こうしたコンピューティング系や通信系の半導体メーカーを迎え撃つのが、マイクロコントローラなどで強みを持っているルネサス エレクトロニクスだ。
ルネサスは「R-Car」シリーズと呼ばれるIVI向けのソリューションを自動運転向けに発展させていく計画で、製品の拡充を急いでいる。
中でも注目は2017年4月に新製品として投入された「R-Car V3M」。これは消費電力わずか1Wで、ディープラーニングの推論が可能になるハードウェアアクセラレータチップだ。

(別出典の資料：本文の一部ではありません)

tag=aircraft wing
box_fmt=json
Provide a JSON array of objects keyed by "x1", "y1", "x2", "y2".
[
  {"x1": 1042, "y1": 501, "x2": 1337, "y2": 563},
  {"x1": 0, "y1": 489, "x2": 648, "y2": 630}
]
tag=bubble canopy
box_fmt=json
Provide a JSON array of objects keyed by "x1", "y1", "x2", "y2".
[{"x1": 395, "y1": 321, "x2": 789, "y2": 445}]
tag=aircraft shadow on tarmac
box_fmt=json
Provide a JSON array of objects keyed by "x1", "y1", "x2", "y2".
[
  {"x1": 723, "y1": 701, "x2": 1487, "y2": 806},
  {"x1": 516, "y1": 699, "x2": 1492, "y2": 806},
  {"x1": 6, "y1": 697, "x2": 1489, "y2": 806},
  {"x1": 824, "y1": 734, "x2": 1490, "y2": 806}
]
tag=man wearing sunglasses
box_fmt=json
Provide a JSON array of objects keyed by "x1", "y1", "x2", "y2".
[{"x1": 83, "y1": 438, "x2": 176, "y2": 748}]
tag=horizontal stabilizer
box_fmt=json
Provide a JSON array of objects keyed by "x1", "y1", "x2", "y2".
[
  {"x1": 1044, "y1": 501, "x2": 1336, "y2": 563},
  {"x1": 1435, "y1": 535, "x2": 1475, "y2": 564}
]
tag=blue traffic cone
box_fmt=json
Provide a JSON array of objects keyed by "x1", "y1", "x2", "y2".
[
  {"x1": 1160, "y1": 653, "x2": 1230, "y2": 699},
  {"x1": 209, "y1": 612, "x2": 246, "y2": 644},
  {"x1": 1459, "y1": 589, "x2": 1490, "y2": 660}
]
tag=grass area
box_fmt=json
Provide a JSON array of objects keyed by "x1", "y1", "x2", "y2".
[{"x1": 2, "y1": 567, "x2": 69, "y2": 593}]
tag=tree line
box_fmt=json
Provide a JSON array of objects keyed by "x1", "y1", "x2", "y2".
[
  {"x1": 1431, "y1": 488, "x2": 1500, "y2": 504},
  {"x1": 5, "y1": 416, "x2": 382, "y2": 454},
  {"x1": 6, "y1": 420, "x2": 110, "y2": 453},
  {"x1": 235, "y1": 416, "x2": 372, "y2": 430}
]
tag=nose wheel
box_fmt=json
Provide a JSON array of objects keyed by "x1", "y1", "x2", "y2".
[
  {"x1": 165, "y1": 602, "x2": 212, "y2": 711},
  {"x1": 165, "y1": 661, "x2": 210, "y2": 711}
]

アクセラレータチップは、CPUやGPUなどの汎用(はんよう)チップを利用した場合に比べて柔軟性は低下するが、低い消費電力でAIが実現できるソリューションとして注目を集めている。
ルネサスの強みは、現在の自動車に使われている制御系のマイクロコントローラで市場シェアを持っていることで、それとうまく組み合わせられる製品をリリースしていくことができれば、そうした製品を持たないNVIDIAやIntelに対してアドバンテージを持てるだろう。
このように、現状としては自動運転を巡る半導体戦争は、序盤戦はNVIDIAがリードをしており、それをIntelやQualcomm、そしてルネサスなどのベンダーが追いかけるという展開になりつつある。
しかし、まだレベル3の自動運転車がようやく市販される、そういう段階であり、今後本命のレベル4、レベル5の自動運転車が登場する段階では局面が変わってくる可能性もあり、今後も各社とも自動車メーカーの取り込みを巡って激しい競争が繰り広げられることになるだろう。